My Mother Said I Never Should - Review

St James Theatre, London


****


Written by Charlotte Keatley
Directed by Paul Robinson


Katie Brayben

There's a pain and beauty to this first London revival of My Mother Said I Never Should in nearly 30 years that is, at times, quite devastating.

Like a ride on a fairground waltzer, Charlotte Keatley's narrative spins us around and through four generations of Doris Partington's family. Her scenes jump between the years, playing out the evolution of female emancipation in post-war England. 

Keatley's writing is finely honed. She has crafted a (subtly updated) play that is as much a commentary upon Britain's social history as it is a study of four women. There may be a timelessness to the challenges of a loveless marriage, but whilst Maureen Lipman's Doris weathered 61 years of wedlock, confessing on her husband's death that "I don't think we liked each other very much", daughter Margaret sees her own marriage fail in middle-age in the 1980s, whilst granddaughter Jackie faces her own teenage, agonising compromise following the unplanned birth of her daughter Rosie.

Lipman heads a quartet that must surely represent one of the finest ensembles in town. In a play that explores the power and the bind of motherhood, Keatley's characters are stoic. Lipman's brings a measured wisdom and a quiet wounded pain to Doris. All seeing and all knowing, she seasons the morsels of wit that Keatley has sprinkled with a perfect nuance, capturing our affection and respect.
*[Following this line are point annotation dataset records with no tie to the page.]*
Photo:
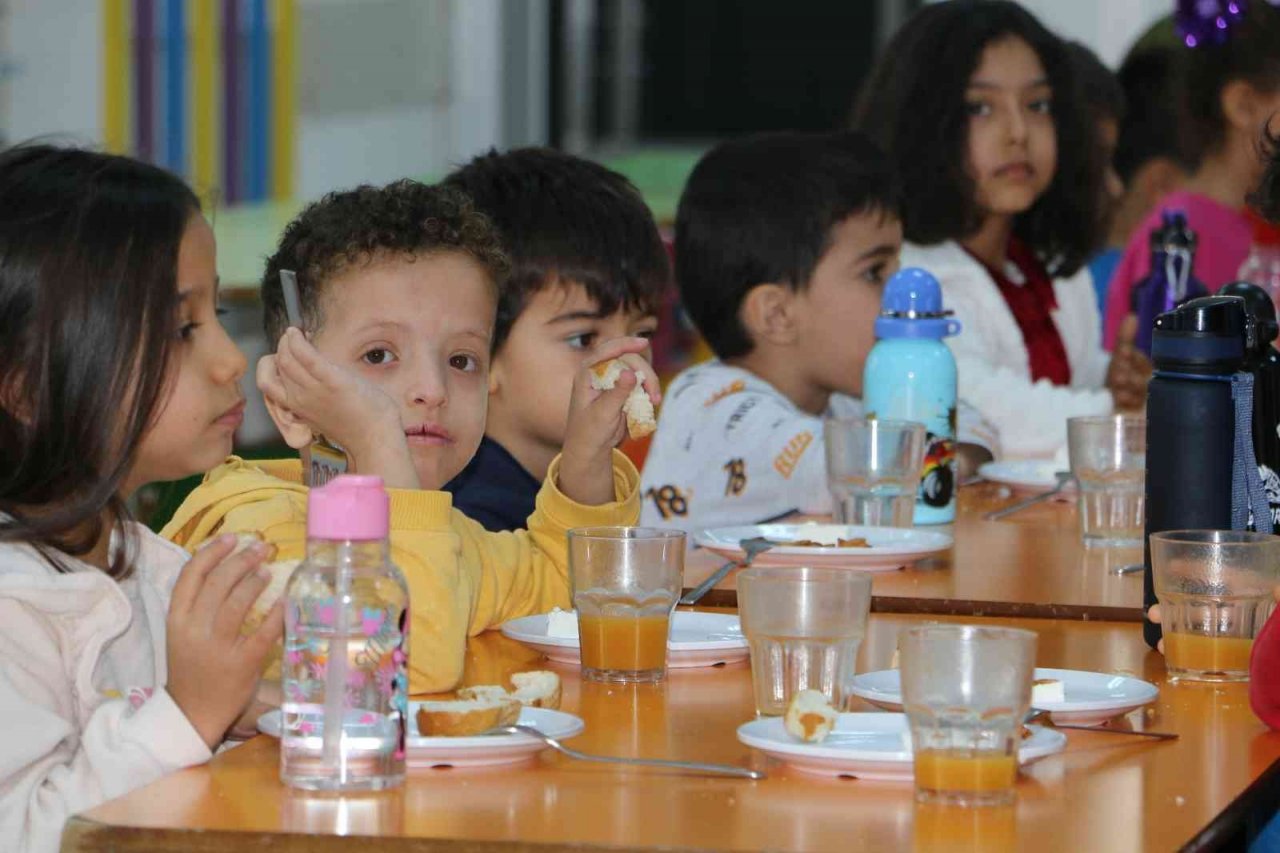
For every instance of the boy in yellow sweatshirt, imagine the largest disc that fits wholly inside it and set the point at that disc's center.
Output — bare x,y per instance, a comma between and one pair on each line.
398,291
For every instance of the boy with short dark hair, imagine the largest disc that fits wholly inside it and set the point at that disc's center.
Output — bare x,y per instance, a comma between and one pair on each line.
586,265
784,243
398,290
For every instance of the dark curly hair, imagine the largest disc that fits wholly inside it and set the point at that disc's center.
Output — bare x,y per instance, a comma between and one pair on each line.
914,106
366,224
566,218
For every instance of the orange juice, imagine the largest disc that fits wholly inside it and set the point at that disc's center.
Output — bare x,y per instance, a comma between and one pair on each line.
956,770
1201,653
629,643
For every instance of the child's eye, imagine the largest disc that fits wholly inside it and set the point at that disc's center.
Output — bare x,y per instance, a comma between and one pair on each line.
378,355
465,363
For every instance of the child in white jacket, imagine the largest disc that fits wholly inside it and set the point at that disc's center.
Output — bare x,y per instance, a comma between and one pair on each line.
118,662
1002,203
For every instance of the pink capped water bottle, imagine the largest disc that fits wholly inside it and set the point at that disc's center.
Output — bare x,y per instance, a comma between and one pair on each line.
346,643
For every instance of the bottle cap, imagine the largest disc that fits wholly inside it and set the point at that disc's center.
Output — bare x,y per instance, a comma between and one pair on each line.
912,308
351,506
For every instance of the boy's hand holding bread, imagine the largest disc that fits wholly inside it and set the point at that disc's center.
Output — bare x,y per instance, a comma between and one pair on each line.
599,414
327,398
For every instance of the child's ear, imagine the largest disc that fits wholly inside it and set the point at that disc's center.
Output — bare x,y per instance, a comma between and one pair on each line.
768,314
296,433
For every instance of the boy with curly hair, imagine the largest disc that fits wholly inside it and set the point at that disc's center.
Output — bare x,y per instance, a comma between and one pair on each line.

Katie Brayben as Jackie has a first half that could be likened to “Fantine's back story”. Her pain as mother Margaret takes Rosie to raise as her own is a masterclass in understated agony. And it's not just the acting too that is so brilliant - it is Keatley's brutally honest text. Unlike Fantine these women aren’t heroines of grand literature. Fictitious yes, but played out against the suburbs of Manchester and Croydon, they are a part of all our lives.
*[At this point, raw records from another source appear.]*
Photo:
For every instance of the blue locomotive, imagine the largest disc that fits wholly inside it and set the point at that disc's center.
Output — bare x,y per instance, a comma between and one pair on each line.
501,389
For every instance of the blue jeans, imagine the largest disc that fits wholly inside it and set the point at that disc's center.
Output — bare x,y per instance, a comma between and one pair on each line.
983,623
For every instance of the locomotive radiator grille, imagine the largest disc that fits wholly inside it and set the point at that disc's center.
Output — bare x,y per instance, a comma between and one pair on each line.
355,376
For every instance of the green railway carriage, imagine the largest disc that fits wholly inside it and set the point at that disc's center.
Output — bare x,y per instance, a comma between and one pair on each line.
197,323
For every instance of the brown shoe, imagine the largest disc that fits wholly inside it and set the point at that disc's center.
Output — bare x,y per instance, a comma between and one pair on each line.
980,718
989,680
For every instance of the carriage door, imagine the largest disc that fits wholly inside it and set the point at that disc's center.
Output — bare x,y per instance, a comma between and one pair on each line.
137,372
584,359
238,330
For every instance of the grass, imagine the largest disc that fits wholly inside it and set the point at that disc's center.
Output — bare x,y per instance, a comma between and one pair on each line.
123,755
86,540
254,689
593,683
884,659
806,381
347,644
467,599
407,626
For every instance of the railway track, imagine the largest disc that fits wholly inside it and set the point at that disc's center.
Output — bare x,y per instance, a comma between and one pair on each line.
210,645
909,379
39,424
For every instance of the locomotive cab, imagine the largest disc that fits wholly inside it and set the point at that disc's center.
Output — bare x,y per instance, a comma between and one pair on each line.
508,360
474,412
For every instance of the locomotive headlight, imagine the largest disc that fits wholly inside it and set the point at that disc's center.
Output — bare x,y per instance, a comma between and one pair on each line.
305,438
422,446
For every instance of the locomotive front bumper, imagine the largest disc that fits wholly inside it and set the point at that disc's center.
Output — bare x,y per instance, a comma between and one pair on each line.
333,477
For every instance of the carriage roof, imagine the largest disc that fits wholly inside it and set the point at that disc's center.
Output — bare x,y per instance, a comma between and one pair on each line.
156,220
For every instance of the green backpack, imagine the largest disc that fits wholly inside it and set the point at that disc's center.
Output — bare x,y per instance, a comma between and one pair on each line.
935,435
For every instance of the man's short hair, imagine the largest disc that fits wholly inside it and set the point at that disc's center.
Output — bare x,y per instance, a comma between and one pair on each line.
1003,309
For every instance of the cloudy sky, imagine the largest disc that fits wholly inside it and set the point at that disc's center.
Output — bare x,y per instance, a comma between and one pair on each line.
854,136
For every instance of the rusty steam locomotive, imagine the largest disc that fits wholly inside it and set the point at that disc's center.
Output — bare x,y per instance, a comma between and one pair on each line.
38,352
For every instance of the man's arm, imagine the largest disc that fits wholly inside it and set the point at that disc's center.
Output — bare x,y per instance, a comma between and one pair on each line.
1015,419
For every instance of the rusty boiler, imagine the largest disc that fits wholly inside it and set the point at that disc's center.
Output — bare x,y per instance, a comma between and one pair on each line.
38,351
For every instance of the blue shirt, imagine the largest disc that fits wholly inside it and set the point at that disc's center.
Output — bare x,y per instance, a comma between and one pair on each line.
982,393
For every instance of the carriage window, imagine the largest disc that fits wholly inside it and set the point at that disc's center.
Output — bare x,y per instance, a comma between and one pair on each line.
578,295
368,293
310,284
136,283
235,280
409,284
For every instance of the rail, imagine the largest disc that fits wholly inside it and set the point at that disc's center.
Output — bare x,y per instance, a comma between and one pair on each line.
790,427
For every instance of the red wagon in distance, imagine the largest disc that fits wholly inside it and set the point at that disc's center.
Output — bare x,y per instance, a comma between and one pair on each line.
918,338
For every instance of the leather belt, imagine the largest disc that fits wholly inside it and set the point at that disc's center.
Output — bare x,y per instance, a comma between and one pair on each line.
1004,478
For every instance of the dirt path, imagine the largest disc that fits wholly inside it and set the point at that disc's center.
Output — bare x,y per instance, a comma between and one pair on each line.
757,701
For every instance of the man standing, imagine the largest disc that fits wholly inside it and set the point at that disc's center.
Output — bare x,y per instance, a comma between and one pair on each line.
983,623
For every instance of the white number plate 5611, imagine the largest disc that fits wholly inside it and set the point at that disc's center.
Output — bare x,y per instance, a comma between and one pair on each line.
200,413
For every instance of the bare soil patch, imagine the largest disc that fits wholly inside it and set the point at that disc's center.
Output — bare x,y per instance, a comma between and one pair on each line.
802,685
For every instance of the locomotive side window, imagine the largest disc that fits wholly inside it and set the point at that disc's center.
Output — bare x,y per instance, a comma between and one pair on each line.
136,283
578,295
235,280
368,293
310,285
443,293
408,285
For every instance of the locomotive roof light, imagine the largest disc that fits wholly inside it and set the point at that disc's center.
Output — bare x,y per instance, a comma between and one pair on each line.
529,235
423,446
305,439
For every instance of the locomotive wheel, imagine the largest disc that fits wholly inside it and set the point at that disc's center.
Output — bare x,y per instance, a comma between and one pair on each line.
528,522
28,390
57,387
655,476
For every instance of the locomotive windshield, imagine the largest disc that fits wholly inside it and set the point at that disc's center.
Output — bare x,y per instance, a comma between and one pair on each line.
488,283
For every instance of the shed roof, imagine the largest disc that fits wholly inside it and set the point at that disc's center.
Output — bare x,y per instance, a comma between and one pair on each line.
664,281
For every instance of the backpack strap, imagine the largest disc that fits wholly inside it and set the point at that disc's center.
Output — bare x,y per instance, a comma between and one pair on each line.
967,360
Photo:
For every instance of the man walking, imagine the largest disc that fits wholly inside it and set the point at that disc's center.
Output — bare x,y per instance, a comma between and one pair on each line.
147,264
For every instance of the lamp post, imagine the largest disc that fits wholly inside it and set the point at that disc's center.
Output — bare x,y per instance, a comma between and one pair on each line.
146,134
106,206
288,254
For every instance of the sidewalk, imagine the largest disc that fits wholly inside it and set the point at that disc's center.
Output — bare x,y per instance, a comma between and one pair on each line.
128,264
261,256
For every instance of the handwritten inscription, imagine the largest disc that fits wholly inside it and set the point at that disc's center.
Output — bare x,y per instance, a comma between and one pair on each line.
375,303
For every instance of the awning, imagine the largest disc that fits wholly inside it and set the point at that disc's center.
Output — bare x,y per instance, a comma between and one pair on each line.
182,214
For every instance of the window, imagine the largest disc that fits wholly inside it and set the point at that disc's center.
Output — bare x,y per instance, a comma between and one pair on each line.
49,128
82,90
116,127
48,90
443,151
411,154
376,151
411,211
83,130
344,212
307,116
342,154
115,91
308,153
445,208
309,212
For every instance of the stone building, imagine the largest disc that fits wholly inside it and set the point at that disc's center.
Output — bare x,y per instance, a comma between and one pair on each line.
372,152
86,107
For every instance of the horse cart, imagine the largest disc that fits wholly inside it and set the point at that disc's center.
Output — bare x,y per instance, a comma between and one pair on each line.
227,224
Caroline Faber's Margaret faces her own agonies. Supporting her daughter, loving and raising her granddaughter and ultimately deserted by her husband, she brings a resonant cadence to her speeches. And then there's Serena Manteghi's gorgeous Rosie. In the early scenes, when the stage-baby is simply a mass of swaddling, Manteghi sits stage right, gurgling and cooing and (brilliantly) giving vocal life to the linen. As she grows into adolescence we forget that the actor's an adult. Manteghi captures Rosie’s childhood without cliché and as the inevitable denouement looms, her pain is refreshingly free of melodrama.

Paul Robinson directs with sensitivity as Simon Slater's sound and music enhance proceedings, with the production marking an impressive debut by producers Tiny Fires. 

Go see this play – the acting is sensational.